I was recently taught the concept of nuclear forces in school.According to what was taught,nuclear forces were introduced to explain the stability of the nucleus.So,my question is that,can't we say that the nucleus is stable only due to neutron-proton and proton-proton interactions?Why are neutron-neutron interactions necessary?

 

[Orodruin]

The same theory which is used to describe the proton-proton interactions also predicts the proton-neutron as well as the neutron-neutron interaction. In fact, it would be unnatural if it did not. It would be like having a theory of electromagnetism where positive charges interacted with themselves and with negative charges, but negative charges did not interact with each other. Therefore, the question you should ask yourself should be "why would an interaction which results in proton-proton and proton-neutron interactions not also imply neutron-neutron interactions?"

 

[e.bar.goum]

I was recently taught the concept of nuclear forces in school.According to what was taught,nuclear forces were introduced to explain the stability of the nucleus.So,my question is that,can't we say that the nucleus is stable only due to neutron-proton and proton-proton interactions?Why are neutron-neutron interactions necessary?

The strong nuclear force (or 'strong force') acts equally on neutrons and protons. That is, strong n-p, n-n and p-p interactions are all the same. So, somehow, you'd have to figure out a way for the strong force to treat neutrons and protons differently.

 

[mfb]

"why would an interaction which results in proton-proton and proton-neutron interactions not also imply neutron-neutron interactions?"

And even if you could come up with such a theory, I don't see how it could match experimental data. Models with interactions between all combinations of nucleons fit very well.

 

[ChrisVer]

the total interactions between pp, nn, pn are not necessarily the same.
However as long as you keep isospin as a symmetry, they are. That's why proton and neutron can be considered the same particle (within the concept of strong nuclear forces) : the Nucleon.
As a result it's indeed unnatural to expect something different between pp,nn and np (it's nucleon interacting with nucleon).
The differences that occur are either because of the isospin symmetry breaking or coulomb interactions- and as a result these combinations get distinct.

 

[Ellispson]

And even if you could come up with such a theory, I don't see how it could match experimental data.

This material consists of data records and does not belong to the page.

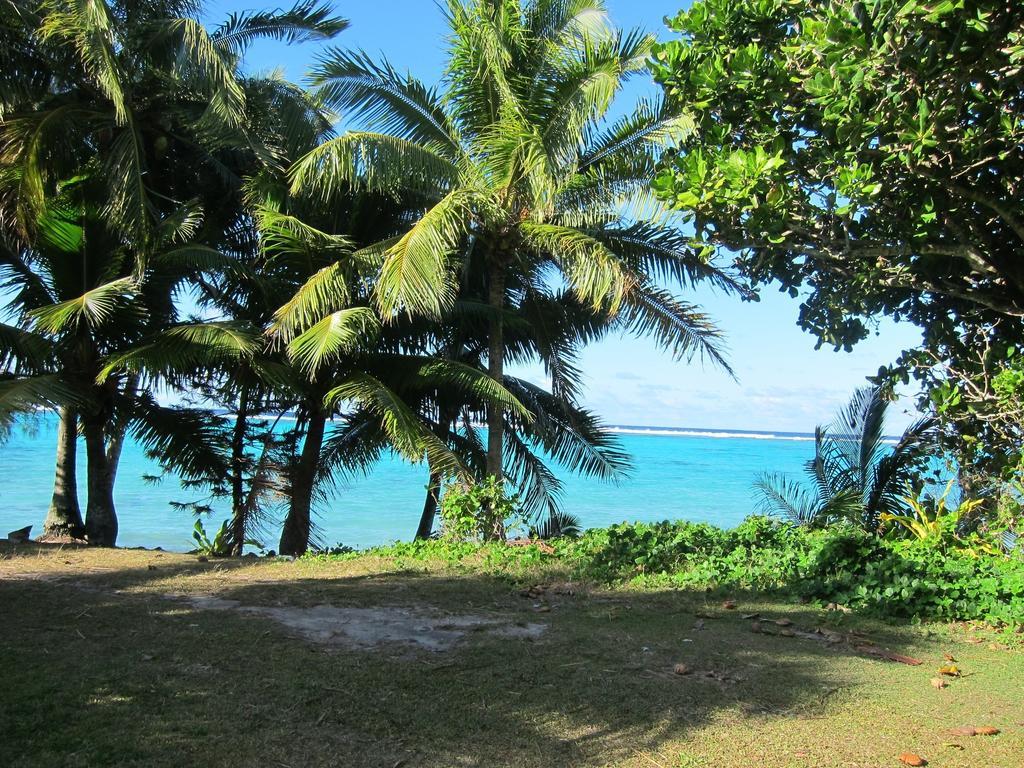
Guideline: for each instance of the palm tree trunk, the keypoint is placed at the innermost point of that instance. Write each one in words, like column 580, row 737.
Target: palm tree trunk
column 496, row 369
column 65, row 516
column 430, row 505
column 100, row 516
column 238, row 475
column 295, row 536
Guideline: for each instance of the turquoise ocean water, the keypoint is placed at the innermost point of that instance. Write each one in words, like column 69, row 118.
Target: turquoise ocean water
column 693, row 474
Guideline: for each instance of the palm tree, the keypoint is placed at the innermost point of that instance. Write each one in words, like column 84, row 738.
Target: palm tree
column 144, row 97
column 77, row 297
column 521, row 180
column 347, row 359
column 854, row 475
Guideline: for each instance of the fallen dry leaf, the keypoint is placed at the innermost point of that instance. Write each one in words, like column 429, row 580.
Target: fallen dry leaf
column 908, row 758
column 965, row 731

Models with interactions between all combinations of nucleons fit very well.

Oh oh.Experimental data.Now I guess I understand..Thanks
And could tell me names of a few such experiments?So I can look them up myself..

 

[Ellispson]

the total interactions between pp, nn, pn are not necessarily the same.
However as long as you keep isospin as a symmetry, they are. That's why proton and neutron can be considered the same particle (within the concept of strong nuclear forces) : the Nucleon.
As a result it's indeed unnatural to expect something different between pp,nn and np (it's nucleon interacting with nucleon).
The differences that occur are either because of the isospin symmetry breaking or coulomb interactions- and as a result these combinations get distinct.

Umm what do you mean by isospin?

 

[jtbell]

https://en.wikipedia.org/wiki/Isospin

 

[Ellispson]

https://en.wikipedia.org/wiki/Isospin

Thank you,I did get an overview of what it was..

 

[mfb]

Oh oh.Experimental data.Now I guess I understand..Thanks
And could tell me names of a few such experiments?So I can look them up myself..

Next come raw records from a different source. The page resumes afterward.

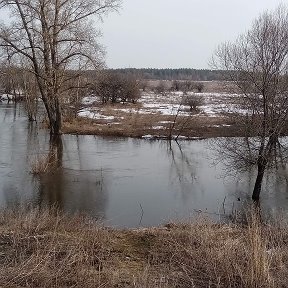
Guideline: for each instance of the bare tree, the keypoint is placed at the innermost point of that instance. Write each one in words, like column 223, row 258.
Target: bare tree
column 198, row 86
column 193, row 101
column 54, row 36
column 258, row 64
column 115, row 87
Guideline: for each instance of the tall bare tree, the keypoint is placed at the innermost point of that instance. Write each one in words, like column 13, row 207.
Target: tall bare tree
column 258, row 64
column 55, row 36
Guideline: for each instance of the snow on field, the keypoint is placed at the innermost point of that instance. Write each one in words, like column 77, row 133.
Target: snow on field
column 6, row 97
column 169, row 104
column 89, row 100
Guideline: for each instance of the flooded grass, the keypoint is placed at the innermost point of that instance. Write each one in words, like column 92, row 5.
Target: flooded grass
column 48, row 249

Nuclear mass measurements. All of them. Plus all measurements of excited states of nucleons and their energy above the ground level. They fit very well to a model where both types of nucleons interact in (nearly) the same way.

In addition, the strong force that leads to the nuclear force can be studied in high-energetic proton-proton and proton-electron collisions. It can be shown that it acts on all quarks, and both protons and neutrons are made out of those quarks.

Particle physics and nuclear physics would have completely different measurements everywhere if neutrons would not interact with neutrons. There is no single experiment that would be special here.